Донна таращится на Джедди, словно пораженная молнией. Ее лицо и глаза застыли. Она абсолютно неподвижна.
— Начинается! — возмущается Джедди.
— Что тебе?
— Кончай эти свои штучки с глазами! На кой ты выделываешься?
— Ничего такого я с глазами не выделываю. — Донна раскрывает глаза еще шире и впивается ими в Джедди. Лицо у нее каменеет.
— Стоит кому-нибудь упомянуть ведьм, как ты уже таращишься.
Донна водит взглядом по комнате, словно в поисках пропавшей кошки. Движется только ее шея; лицо остается неподвижным.
— Ведьмы? — переспрашивает она наконец. — Ведьмы?
— Ну да.
— Никто не говорил о ведьмах.
— Говорил, говорил. Я же и говорила.
— Ничего подобного.
— Нет, говорила.
— Что же ты сказала? — осведомляется Донна.
— Я говорила про несчастье.
— Да, да, несчастье, мое распятие. Вот про что ты говорила.
— Я знаю, что я сказала. Ведь это я сказала, не кто-нибудь еще.
— Только про ведьм-то ты и не упомянула.
Джедди передразнивает Донну, и они смотрят друг на друга. Все надежды «Обычного преследования» на то, что его сложат, рухнули, и игре теперь жалко самое себя, жалко незаданных вопросов, впустую занимающих место на поле, и цветных треугольников.
Тук-тук-тук! — слышится от двери. Никто из сестер не шевелится.
— Не заперто! — кричит Джедди.
— Входите! — подает голос Донна.
Это может быть кто угодно, а у них в холодильнике голова. Надо быть немножко поосторожнее.
Кое-что про Венди
Венди высокая, стройная и очень эффектная. Снобистско-культурный выговор у нее приобретенный, но она освоила его много лет назад, так что теперь только сестры могут сказать, что она притворяется. Даже сама Венди в затруднении, какой выговор характерен для нее самой, а какой она вынуждена была перенять. В конце концов, не годится заниматься преподаванием, когда произношение у тебя такое же, как и у детишек, которых ты учишь. Предполагается, что уж по-английски-то ты говоришь лучше, чем они.

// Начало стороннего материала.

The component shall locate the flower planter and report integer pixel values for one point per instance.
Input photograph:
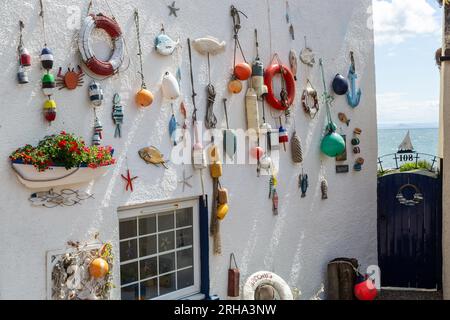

Венди всегда одета в дизайнерские шмотки и вообще очень смахивает на Среднестатистическую Успешную Девушку. Только когда она говорит, губы двигаются у нее как-то своеобразно. Но произношение у нее правильное. Пра-из-на-ше-нье.
В детстве и юности она была самая тихая из всех Девочек. Случай с попугаем показывает, какая она была, так что я обязательно расскажу про него, когда покончу с некоторыми другими событиями из ее жизни. Но Венди не снобка. Это сестры все время ставят ее в такое положение, что ей не остается иного выбора, кроме как демонстрировать свой снобизм. Ее основной недостаток — принадлежность к иеговистам. Она связалась со «Свидетелями Иеговы», когда те сами нацелились на нее как на мать-одиночку. Это было в тот период ее жизни, когда между ней и Джонси произошел разрыв, но они все равно то и дело встречались и занимались сексом. Совокуплялись и разъединялись. Промежутки между этими встречами делались все длиннее. Всем, включая Венди и Джонси, было ясно, что близок окончательный разрыв. Вот тут-то и объявились иеговисты. Не без их участия Венди взялась за ум, получила образование и стала учительницей. Без духовной поддержки «свидетелей» ничего этого не было бы. Однако свои встречи с ними Венди держала в секрете по трем главным причинам и по множеству мелких.
Матушка и Старая Мэри неодобрительно смотрят на все не римско-католическое. Ну протестанты еще туда-сюда, но иеговисты? Всем ведь известно, что они ненавидят католиков. Джонси был протестант, и матушка со Старой Мэри обрадовались, когда Венди бросила его, и огорчились, когда они опять стали встречаться.
Сестры покрыли Венди презрением, когда узнали насчет «Свидетелей Иеговы», так что она с ними никогда не говорит на эту тему. На данный момент сестры даже не знают, посещает Венди собрания «свидетелей» или нет.